One worry I’ve had in recent years, and especially during this pandemic, is that we are running out of cultural resources — especially in the post-Christian consumerist West — which can give an account of why human beings with advanced dementia count as the same as the rest of us. Do you share that concern? And if so, how might your approach address that issue?

I do share this concern. For such patients the law governing refusal or termination of life sustaining measures stubbornly clings to a vision of the patient as an atomized autonomous will as its animating premise, when the embodied reality is precisely the opposite. In the face of dependence on life-sustaining measures, the law offers incompetent patients the right “to be left alone” and the false promise of directing one’s own care by “remote control” after cognitive abilities necessary for competence have been irretrievably lost.
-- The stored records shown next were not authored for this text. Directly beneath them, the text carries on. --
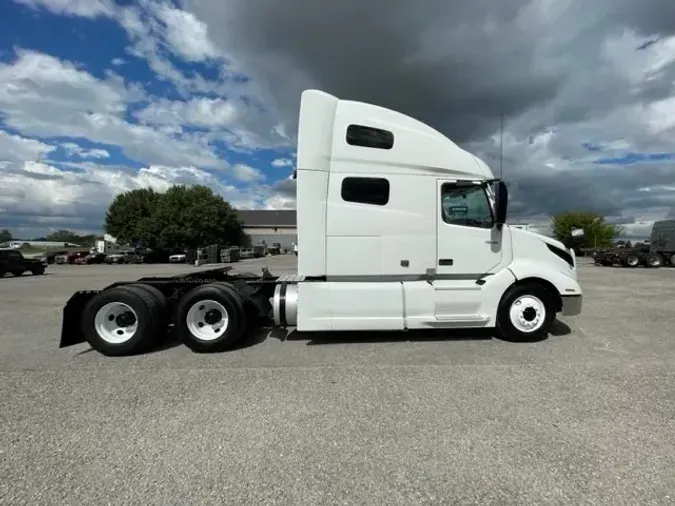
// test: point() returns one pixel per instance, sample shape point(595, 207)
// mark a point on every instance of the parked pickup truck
point(11, 260)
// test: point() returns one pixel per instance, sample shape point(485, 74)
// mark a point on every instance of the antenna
point(501, 140)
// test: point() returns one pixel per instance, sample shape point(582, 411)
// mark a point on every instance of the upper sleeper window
point(366, 190)
point(369, 137)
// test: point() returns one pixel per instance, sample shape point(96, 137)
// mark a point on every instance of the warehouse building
point(270, 227)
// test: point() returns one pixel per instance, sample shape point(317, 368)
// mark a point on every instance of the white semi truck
point(401, 229)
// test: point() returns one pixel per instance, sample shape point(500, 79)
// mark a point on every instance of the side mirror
point(501, 203)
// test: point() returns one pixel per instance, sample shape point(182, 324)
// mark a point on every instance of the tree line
point(193, 216)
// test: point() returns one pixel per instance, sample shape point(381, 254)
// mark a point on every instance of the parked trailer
point(404, 230)
point(660, 250)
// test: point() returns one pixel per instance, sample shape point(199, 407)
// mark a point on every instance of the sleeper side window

In the face of terminal illness, the law of assisted suicide merely offers a right to self-annihilation. These are the consequences of embracing the anthropology of expressive individualism as a foundation for the law.

Viewed through the lens of the anthropology of embodiment, however, all living members of the human family are worthy of care and protection, regardless of age, disability, cognitive capacity, dependence, and most of all, regardless of the opinions of others. Everyone can participate in the network of giving and receiving, even if only as the passive recipient of unconditional love and concern. There are no pre- or post-personal human beings in the anthropology of embodiment.
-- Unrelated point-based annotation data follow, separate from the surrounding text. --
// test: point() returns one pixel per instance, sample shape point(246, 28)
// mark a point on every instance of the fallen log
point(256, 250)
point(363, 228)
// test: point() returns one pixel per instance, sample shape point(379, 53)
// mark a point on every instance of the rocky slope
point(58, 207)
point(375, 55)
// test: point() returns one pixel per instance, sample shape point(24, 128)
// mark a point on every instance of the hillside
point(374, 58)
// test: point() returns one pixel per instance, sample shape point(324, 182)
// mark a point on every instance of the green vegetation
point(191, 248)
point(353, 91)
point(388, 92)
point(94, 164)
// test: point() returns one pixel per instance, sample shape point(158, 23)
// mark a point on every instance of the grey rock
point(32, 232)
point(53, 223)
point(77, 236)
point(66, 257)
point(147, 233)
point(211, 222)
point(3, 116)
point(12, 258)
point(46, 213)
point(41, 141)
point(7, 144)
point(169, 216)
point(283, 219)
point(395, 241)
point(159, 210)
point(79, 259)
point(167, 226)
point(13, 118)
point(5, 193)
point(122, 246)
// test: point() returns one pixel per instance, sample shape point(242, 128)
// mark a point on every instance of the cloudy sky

As for the public bioethics of the end of life, the law must embrace the reality of embodiment in time. Accordingly, we should adopt measures designed to protect against abuse, abandonment, fraud, and mistake, while facilitating care for the patient in his current state, rather than as he was or as we might wish him to be. The law should encourage and offer care, not open a pathway to suicide by transforming the healing art of medicine into a handmaiden of death.

Do you think one can make your case for the body in a purely secular sense or using secular claims about the good? Or is the kind of case you’re making here fundamentally and necessarily a theological one?
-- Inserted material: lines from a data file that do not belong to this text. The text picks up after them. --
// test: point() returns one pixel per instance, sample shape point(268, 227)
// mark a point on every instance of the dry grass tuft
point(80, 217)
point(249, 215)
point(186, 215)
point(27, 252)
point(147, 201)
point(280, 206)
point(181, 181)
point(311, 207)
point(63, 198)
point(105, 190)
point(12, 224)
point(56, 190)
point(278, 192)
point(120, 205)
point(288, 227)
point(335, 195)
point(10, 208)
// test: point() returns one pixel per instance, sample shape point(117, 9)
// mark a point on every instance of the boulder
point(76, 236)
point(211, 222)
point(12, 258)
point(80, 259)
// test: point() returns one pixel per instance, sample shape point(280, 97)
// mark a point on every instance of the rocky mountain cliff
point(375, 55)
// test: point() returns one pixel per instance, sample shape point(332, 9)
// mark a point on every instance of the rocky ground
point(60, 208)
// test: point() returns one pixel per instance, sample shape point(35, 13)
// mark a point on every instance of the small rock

Here’s what I say about that in the text: This book is a proposal of an alternative governing vision that resonates more truly with our lived experience, shared values, hopes, fears, and needs. Accordingly, the criteria for evaluating the proposal should be tailored to the standards of the public square, where the aim is political persuasion rather than apodictic philosophical proof.

There are no demonstrable first principles offered here — only axioms, postulates, and propositions, to be judged by reason and experience. But this is the way of law, politics, and public policy. In the end, this book is a proposal offered in the spirit of friendship, anchored in the firm belief that we can only govern ourselves wisely, humanly, and justly if we become the kind of people who can make each other’s goods our own.